Par rapport à 2011, au moment où le Smic n’était que de 9 € bruts/heure, la progression n’est que de 1,25€ soit 14%... Une augmentation qui n’a évidemment pas suivi la hausse des prix des logements. Toutefois, grâce au contexte de baisse des taux, la capacité d’emprunt avec le salaire minimum (pour une mensualité égale à 33 % du Smic) a progressé de 52 %, passant de 67.021 € à près 102.173 € sur 25 ans, les taux ayant été presque divisés par 3 depuis 2011 (passant de 4 % à 1,45 %). « Grâce à la baisse des taux mais également à la revalorisation du Smic, pour la première fois, il est théoriquement possible d’emprunter 100.000 € sur 25 ans en gagnant le salaire minimum, et ce sans tenir compte de la possibilité récente d’aller jusqu’à 35 % d’endettement. D’ailleurs, 40 % de nos clients ont des revenus inférieurs à 25.000 € par an. Ils représentaient 45 % des emprunteurs en 2018, mais ce chiffre n’a cessé de diminuer ces dernières années, notamment en raison du durcissement des conditions d’octroi », analyse Sandrine Allonier, directrice des études et porte-parole de Vousfinancer.

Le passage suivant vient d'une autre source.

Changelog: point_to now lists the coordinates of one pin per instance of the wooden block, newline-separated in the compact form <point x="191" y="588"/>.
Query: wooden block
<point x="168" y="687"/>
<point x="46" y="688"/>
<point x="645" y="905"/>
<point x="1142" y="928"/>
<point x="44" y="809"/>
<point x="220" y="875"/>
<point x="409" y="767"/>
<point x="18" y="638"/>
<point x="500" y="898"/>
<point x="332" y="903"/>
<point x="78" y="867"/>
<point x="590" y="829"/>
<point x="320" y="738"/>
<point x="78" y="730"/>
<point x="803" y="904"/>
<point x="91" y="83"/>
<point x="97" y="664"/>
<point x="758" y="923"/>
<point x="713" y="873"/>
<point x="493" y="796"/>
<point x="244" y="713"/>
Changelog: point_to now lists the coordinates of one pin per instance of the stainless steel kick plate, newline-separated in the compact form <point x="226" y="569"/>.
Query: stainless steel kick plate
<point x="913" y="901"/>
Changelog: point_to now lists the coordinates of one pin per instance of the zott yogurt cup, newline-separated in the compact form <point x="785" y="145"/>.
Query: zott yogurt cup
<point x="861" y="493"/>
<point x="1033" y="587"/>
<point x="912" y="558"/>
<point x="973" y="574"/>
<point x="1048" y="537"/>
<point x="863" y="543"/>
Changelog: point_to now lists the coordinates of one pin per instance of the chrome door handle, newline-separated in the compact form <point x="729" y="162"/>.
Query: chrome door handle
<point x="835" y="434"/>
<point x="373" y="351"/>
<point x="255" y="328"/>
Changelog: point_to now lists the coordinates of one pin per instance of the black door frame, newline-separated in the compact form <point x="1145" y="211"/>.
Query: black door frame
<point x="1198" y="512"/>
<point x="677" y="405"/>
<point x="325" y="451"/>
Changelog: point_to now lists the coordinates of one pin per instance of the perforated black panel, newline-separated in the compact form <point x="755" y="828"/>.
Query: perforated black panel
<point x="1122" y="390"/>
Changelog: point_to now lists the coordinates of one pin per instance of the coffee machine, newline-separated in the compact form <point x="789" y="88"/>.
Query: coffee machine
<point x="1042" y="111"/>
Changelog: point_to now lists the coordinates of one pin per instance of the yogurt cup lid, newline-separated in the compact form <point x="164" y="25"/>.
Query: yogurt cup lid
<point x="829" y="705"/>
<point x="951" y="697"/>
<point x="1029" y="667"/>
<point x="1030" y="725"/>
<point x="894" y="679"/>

Vousfinancer a déterminé la surface qu’il est possible d’acheter dans 20 villes de France avec le salaire minimum, pour une mensualité égale à 33% du Smic, en remboursant un crédit sur 25 ans à 1,45% avec 10% d’apport pour financer les divers frais. On peut ainsi acheter 10 m² à Paris, soit deux fois moins qu’à Lyon (21 m²) ou Bordeaux (23 m²) et 3 fois moins qu’à Toulouse (30 m²) Lille ou Strasbourg (32 m²). Pour avoir une surface plus importante, il vaut mieux acheter plutôt à Grenoble (42 m²), Reims (46 m²) ou le Havre (56 m²).

On notera qu’avec 97 m², Saint-Étienne fait partie des deux villes parmi celles étudiées qui permettent d’acheter plus de 70 m² avec Le Mans (73 m²).

Peu de banques acceptent de financer des emprunteurs au Smic

Les recommandations formulées fin 2019 par le HCSF avaient exclu de nombreux emprunteurs modestes, pénalisés par la limite du taux d’endettement à 33% et la durée maximale à 25 ans. L’intermédiaire rappelle qu’en 2020, ce sont près de 45% des dossiers refusés concernent des emprunteurs au salaire inférieur à 25.000 € par an. « L’assouplissement annoncé fin 2020 est donc une bonne nouvelle, qui pourrait toutefois ne pas être une condition suffisante pour faciliter l’accès des emprunteurs modestes au crédit… S’il est désormais possible d’emprunter avec un taux d’endettement de 35 % et sur des durées de prêt de plus de 25 ans lorsqu’il y a un différé, toutes les banques n’ont pas encore modifié leur taux d’endettement maximal... et dans le cas d’emprunteurs avec de faibles revenus, dans le contexte économique actuel, les banques demandent davantage de garanties : un minimum d’apport personnel, de l’épargne résiduelle, un reste-à vivre suffisant (750 € pour un célibataire, 1300 € pour un couple, et 250 € par enfant) et un faible saut de charge (écart entre le montant du loyer et la mensualité du prêt)», note Vousfinancer

« L’assouplissement des recommandations du HCSF avec le passage à un taux d’endettement maximum à 35 % est une bonne nouvelle qui devrait théoriquement aider les ménages modestes proches de 33 % d’endettement à pouvoir emprunter… Mais dans la pratique, peu de banques ont remonté le taux d’endettement maximum à 35 % et même si les conditions d’emprunt s’assouplissent, compte tenu du contexte économique, elles sont peu nombreuses à accepter de financer des emprunteurs au Smic. Celles qui le font privilégient les couples car cela double les revenus, demandent un minimum d’apport personnel et idéalement une épargne résiduelle après opération pour sécuriser le paiement des charges supplémentaires comme la taxe foncière, les charges de copropriété, etc… » souligne Sandrine Allonier.